Tuesday, February 3, 2009

ABNA

I was online on Sunday night for a couple of hours as the minutes ticked away toward midnight. And I found a large community of writers also online waiting, waiting, waiting until the open submission period started for the 2009 Amazon Breakthrough Novel Award contest (ABNA).

In thread after thread on ABNA's community forums, writers were asking questions, offering answers, helpful advice, worrying and just sweating bullets until the contest began. One thread called "I've entered" started soon after midnight. The first post was at about six minutes after the hour and quickly filled within minutes with authors who had already entered.

The contest runs for one week, or until there are 10,000 entries, which ever comes first. While I didn't want to tarry, I didn't want to drive myself crazy just to get my entry in quickly. So, I waited until yesterday afternoon to finish one final edit of a portion of the novel, which is now called,"A Murderous Dispatch," then a final rewrite of the pitch and book description. For me that made sense. I didn't stress too much.

In the contest, judges will look at the pitches, rate them and cut the entries down to 2,000. Then they will read the excerpts of those 2,000 to determine some 500 quarterfinalists.
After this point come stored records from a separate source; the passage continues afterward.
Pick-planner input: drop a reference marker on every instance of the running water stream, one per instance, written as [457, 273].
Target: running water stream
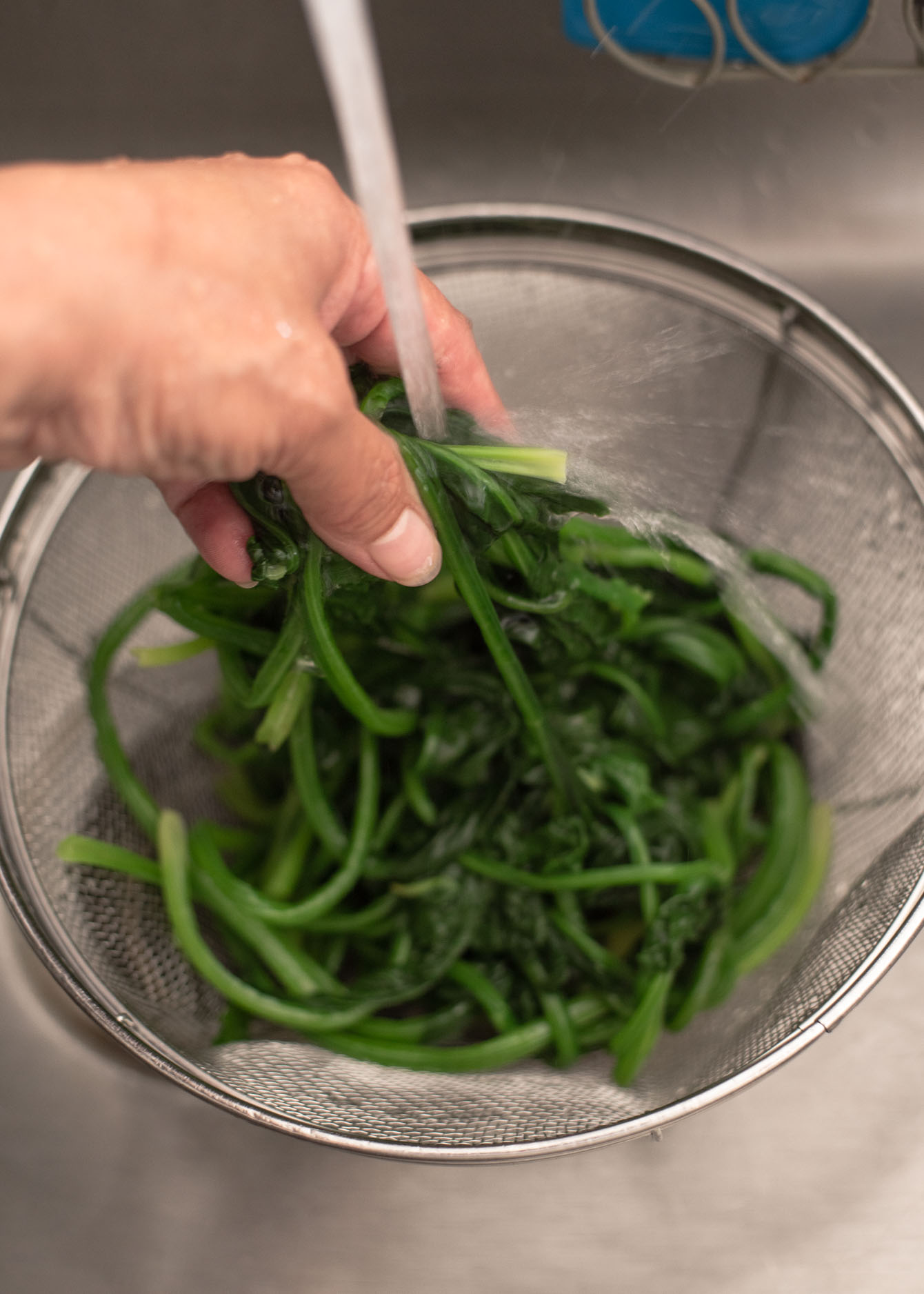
[346, 48]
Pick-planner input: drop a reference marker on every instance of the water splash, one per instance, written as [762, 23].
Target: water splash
[346, 47]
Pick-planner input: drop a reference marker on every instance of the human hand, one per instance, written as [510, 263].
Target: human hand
[192, 321]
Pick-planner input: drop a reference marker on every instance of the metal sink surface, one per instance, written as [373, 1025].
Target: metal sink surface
[114, 1180]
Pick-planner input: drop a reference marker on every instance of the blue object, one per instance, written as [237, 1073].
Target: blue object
[794, 31]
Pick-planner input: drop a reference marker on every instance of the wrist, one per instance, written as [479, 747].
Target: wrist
[63, 261]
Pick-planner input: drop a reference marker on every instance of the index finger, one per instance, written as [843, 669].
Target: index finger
[463, 377]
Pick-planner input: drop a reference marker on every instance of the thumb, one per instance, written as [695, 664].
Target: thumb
[355, 490]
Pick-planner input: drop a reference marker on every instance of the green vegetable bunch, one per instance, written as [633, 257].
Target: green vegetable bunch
[550, 803]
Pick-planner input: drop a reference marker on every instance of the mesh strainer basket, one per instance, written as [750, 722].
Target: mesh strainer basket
[685, 382]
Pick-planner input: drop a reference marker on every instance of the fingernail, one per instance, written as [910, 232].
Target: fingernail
[409, 552]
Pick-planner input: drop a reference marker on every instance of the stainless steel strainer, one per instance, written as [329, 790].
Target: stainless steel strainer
[683, 381]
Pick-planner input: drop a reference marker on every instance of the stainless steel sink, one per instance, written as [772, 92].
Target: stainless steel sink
[113, 1180]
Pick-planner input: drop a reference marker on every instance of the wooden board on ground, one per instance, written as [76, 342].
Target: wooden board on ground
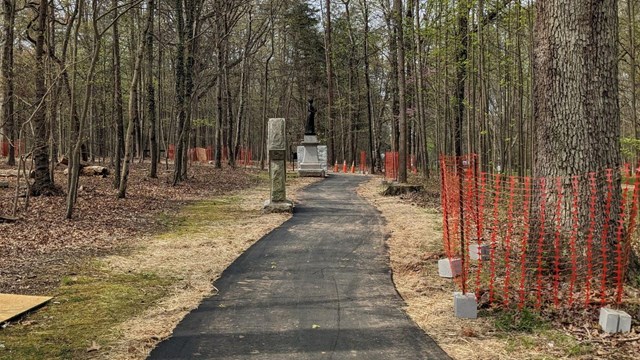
[12, 306]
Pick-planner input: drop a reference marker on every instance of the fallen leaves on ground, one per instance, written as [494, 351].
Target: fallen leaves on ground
[42, 244]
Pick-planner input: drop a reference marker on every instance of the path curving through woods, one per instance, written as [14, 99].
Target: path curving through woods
[317, 287]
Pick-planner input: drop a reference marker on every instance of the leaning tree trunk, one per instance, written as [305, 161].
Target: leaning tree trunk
[43, 185]
[402, 116]
[118, 113]
[151, 95]
[9, 8]
[577, 112]
[133, 114]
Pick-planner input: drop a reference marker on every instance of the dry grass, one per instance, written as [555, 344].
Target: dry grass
[415, 247]
[209, 236]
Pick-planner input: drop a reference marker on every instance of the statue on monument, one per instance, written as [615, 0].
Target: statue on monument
[310, 126]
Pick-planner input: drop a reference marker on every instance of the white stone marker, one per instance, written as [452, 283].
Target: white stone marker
[277, 146]
[614, 321]
[465, 306]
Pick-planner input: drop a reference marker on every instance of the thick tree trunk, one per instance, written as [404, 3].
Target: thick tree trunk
[180, 95]
[329, 62]
[42, 184]
[576, 106]
[151, 94]
[367, 79]
[402, 116]
[133, 115]
[117, 98]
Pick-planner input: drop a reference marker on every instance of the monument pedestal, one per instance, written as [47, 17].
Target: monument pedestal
[309, 158]
[277, 145]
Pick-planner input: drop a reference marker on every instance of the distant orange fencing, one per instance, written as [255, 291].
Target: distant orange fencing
[18, 144]
[204, 155]
[529, 240]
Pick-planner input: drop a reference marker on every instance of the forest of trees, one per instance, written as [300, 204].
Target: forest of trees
[119, 81]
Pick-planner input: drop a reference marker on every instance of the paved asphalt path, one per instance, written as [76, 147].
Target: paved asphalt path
[317, 287]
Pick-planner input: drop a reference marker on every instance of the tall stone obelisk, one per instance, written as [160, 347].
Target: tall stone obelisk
[309, 165]
[277, 147]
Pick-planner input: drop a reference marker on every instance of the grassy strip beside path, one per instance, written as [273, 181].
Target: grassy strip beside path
[415, 245]
[120, 306]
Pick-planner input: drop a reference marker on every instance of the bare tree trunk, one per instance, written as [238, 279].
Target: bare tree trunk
[9, 9]
[74, 160]
[367, 79]
[329, 60]
[151, 95]
[402, 118]
[117, 93]
[576, 105]
[180, 95]
[265, 99]
[631, 14]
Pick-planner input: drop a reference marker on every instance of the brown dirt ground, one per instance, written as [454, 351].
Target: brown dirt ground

Those who make the quarterfinals won't be notified until about March 16. Until them, none of us will hear a thing.

The guidelines for the pitch, which was limited to 300 words, were vague and in threads throughout the day today there were many writers -- some entered, some not -- still discussing its requirements. But with the entire contest, my feeling has always been that I do the best I can and don't sweat the rest. Advancing in the contest could jumpstart a career but we aren't brain surgeons. We are writers. None of this is life or death.

So now I wait. But as I wait, it's backto querying agents and writing "The Death of Art." Reagrdless of the outcome of the contest, life goes on. And so does work.

Thanks for reading and keep writing.